The GMA regime's weakness and vulnerability
AS I WRECK THIS CHAIR By William M. Esposo
The Philippine Star 2009-06-25

Many Filipinos are nearly panicking these days that Madame Gloria Macapagal Arroyo (GMA) will not leave Malacañang Palace in 2010. This is more emotional and less rational. More than anything else, it reflects the cowardice of a nation to assert its collective will — in utter fear of the imagined strength of GMA.

If reason is to rule one’s judgment, then all the signs point to GMA having very slim chances of pulling off a magic stunt and remain in power after her term ends on June 30, 2010.

How all this speculation about her reigning forever and ever gets too much media coverage also reflects the lack of analyses in Philippine media. Or perhaps it is media’s way of pandering to some Filipinos’ unconscious desire to unnecessarily raise their blood pressure. It could also be traced to media’s inclination to recruit so-called ‘political analysts’ as resource persons when they happen to be idiots who do not know the truth.

The presentation of the BIG PICTURE is notably lacking in many so-called ‘expert analyses’ in Philippine media. To be able to truly explain a given situation and spell out its full ramifications, one has to present the big picture.

By merely showing beach revelers partying late into the night, one is given the impression that all is well and everyone is happy. But when the real larger picture of a 100-foot tidal wave about to smash the beach party is shown, we naturally change our impression of safe and happy to one of anxiety and fear.

Thus, media analyses here tend to widen instead of bridge the Information Gap. We also miss seeing the BIG PICTURE when we study our history. We’re good at remembering events, names, dates and places but not the historical significance and lessons of the events. We get too engrossed with minutiae and fail to see the BIG PICTURE.

Just analyze with cold blooded, non emotional logic the GMA regime and you cannot find the basis for even considering it a stable government — much less a strong one. Consider the following:

1. The GMA regime rules over a weak state. The institutions fail (the sure indicator of a weak state) and she is dominated by the two superpowers fighting over our minerals, oil (in the South China Sea) and strategic military location. The ruler of a weak state is easily removed.

2. GMA, unlike Dictator Ferdinand Marcos, relies on a military that is deeply divided. A US or China that decides to play the rebel faction can easily terminate the GMA regime with extreme prejudice.

3. GMA is very unpopular and has chalked up the worst negative satisfaction ratings of any president that has been subjected to this measurement. Nothing can be more explosive than a very unpopular ruler of a weak state during a period where many of its people are going hungry.

4. The GMA regime’s international standing is dominated by its image of human rights abuses (political killings) and corruption (worst in the region, one of the most corrupt in the world). When a political tsunami hits GMA, what country will feel like sympathizing with a regime with that woeful track record? Can you see other nationals demonstrating for GMA they way they are expressing support for the Iranian Opposition?

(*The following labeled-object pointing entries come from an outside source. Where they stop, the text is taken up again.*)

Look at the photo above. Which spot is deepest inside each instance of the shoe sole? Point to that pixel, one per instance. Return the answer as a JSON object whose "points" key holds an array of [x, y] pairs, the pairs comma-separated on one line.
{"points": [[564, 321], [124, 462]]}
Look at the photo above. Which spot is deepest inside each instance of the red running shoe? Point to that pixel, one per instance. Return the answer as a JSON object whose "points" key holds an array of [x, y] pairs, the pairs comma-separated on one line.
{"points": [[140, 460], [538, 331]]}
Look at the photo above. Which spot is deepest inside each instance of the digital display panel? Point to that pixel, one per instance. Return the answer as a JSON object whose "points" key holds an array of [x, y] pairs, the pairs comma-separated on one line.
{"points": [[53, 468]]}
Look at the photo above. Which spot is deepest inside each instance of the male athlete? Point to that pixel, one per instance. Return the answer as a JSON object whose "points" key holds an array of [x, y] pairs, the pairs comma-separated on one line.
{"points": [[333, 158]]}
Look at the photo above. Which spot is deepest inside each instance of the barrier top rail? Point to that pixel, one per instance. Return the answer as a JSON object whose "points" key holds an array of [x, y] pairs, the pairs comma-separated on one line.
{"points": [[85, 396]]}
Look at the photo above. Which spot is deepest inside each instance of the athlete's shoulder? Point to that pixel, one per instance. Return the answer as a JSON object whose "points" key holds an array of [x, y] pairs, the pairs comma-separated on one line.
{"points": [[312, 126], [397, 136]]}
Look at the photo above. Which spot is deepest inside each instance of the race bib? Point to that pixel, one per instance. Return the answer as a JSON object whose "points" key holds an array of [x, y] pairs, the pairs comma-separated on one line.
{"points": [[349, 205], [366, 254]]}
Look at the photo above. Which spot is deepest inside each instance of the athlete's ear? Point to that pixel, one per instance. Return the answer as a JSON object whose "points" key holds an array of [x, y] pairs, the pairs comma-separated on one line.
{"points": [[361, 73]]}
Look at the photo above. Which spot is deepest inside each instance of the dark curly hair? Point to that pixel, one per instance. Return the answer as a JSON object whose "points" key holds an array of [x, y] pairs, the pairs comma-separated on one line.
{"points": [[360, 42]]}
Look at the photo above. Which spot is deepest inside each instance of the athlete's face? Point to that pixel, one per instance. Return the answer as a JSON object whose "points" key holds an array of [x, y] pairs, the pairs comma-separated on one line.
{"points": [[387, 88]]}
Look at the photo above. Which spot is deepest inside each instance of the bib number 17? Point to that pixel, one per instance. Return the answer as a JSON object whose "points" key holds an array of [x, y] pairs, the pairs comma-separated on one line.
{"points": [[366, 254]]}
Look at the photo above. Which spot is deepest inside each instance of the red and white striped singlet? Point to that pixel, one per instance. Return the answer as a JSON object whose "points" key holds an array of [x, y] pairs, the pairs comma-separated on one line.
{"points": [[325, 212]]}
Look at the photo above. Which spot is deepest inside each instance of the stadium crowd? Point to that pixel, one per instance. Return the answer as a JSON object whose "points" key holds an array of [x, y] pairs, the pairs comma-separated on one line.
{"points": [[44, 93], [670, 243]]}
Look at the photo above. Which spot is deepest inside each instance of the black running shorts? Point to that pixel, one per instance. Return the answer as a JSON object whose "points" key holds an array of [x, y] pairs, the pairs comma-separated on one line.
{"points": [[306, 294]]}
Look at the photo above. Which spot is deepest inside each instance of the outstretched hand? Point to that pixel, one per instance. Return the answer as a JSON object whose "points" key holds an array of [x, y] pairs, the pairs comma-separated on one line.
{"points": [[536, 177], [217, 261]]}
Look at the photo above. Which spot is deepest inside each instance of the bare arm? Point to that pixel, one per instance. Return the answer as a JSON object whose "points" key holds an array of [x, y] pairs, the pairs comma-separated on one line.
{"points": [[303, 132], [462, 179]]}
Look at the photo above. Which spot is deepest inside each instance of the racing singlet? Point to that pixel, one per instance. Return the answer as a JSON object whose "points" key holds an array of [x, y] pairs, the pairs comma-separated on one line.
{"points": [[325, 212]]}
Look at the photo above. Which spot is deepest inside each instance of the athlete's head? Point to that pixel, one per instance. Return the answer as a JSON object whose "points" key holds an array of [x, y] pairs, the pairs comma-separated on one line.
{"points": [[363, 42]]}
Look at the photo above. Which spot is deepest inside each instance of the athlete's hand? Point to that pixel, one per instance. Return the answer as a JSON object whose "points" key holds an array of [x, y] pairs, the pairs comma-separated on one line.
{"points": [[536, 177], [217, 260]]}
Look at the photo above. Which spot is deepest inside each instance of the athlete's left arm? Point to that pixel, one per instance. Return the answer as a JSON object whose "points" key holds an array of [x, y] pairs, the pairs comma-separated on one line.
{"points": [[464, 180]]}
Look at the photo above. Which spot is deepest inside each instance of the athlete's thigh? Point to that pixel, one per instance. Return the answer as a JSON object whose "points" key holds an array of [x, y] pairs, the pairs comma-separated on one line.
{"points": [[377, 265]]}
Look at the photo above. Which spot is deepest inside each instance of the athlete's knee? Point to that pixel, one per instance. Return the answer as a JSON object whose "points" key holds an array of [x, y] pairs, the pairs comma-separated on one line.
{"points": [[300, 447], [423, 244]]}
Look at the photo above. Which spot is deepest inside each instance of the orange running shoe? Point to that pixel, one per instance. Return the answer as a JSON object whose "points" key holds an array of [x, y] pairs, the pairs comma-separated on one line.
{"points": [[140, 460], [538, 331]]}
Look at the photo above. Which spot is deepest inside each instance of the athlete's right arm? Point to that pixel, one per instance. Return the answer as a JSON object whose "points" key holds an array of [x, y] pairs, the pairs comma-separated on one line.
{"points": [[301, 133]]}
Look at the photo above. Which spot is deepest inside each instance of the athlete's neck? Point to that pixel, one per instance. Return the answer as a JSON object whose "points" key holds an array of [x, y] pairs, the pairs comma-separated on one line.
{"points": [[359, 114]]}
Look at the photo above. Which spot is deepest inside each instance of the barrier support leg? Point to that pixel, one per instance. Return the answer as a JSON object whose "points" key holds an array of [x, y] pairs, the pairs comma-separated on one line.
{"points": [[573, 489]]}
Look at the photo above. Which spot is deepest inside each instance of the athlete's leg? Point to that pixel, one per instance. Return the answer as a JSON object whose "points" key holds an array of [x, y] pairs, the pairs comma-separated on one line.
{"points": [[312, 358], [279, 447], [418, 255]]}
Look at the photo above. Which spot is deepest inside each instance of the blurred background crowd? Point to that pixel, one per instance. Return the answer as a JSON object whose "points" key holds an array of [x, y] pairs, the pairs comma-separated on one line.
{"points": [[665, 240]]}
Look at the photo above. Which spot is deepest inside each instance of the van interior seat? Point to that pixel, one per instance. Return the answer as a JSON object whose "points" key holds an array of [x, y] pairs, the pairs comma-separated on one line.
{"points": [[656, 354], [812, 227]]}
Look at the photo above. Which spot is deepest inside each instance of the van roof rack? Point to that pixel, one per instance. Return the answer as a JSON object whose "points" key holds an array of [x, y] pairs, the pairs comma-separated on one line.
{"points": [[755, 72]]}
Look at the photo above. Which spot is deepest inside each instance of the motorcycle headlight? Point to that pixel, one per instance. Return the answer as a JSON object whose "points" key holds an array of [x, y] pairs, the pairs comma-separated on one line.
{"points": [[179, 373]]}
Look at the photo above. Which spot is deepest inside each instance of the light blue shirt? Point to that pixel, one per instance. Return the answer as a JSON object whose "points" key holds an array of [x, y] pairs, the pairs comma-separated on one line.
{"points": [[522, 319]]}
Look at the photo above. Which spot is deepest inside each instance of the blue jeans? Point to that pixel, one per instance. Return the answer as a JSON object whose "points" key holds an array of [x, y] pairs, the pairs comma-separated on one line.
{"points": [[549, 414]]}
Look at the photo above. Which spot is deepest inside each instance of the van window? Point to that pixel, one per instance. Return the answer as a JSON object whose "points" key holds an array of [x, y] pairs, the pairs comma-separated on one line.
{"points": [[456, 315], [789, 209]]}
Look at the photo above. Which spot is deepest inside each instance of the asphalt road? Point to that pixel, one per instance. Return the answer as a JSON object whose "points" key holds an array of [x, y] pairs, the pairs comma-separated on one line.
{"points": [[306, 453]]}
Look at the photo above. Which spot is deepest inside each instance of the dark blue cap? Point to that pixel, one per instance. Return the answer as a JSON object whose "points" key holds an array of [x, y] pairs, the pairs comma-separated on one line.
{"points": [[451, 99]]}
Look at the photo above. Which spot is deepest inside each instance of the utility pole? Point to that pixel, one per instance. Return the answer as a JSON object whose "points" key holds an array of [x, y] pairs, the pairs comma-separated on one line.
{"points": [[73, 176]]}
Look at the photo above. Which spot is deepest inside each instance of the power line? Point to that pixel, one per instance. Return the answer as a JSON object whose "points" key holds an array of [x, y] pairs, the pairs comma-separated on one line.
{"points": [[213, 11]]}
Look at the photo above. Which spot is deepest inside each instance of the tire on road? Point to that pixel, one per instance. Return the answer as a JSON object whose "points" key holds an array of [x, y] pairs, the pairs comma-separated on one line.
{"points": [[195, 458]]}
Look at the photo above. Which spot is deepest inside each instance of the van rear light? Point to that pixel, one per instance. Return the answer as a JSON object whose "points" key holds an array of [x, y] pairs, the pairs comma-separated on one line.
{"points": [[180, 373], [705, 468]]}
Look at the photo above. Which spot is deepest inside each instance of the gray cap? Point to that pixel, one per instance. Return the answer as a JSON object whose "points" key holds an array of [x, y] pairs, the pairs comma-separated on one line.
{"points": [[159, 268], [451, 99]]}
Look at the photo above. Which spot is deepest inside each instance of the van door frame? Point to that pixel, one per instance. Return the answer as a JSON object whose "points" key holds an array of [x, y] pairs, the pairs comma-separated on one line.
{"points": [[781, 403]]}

5. GMA’s political coalition is very fragile — an understatement actually. It is a political coalition that is founded on the shaky ‘principles’ of Harlot Politics. The recent forced merger of Lakas-CMD with Kampi showed deep resentment among original leaders of both parties. Some allies have already transferred to the political party of perceived 2010 winner, Senator Manny Villar. Even Manny Pacquiao is now striking an alliance with Joseph “Erap” Estrada to reinforce the boxer’s congressional bid.

Those are five irrefutable facts about the true state of the GMA regime. Any three of those five would have sufficed to conclude that GMA is a political goner. Why she has lasted this long are because of an Opposition which lacks the class and caliber of a Ninoy Aquino to lead them and the fact that most Filipinos are not empowered to assert and enforce the national will.

Our sorry situation of being helpless in removing bad leaders is also created by the failure of the middle class to engineer meaningful change. Many of our so-called civil society groups are more interested to grab media exposure than to enlighten and inspire our masses to aspire for reform.

If Filipinos had the courage that the Iranian Opposition displayed in protesting what they charged as large scale cheating in their recent elections — GMA, her political allies, cronies and kin would have all been history after the Garci Tapes emerged. But we are still stuck with them, not because they are really strong and powerful, but because we are too weak and yellow.

The festering political tension in the Philippines today is being decided not by which side is stronger but by which side is less weak.
We Filipinos like to brag about originating the use of People Power. That is not quite true.

The Iranians in 1979, when they ousted their Shah, pre-dated our rendition of People Power. There they relentlessly braved bullets being fired at them until the Shah’s military saw the moral issue and joined the people.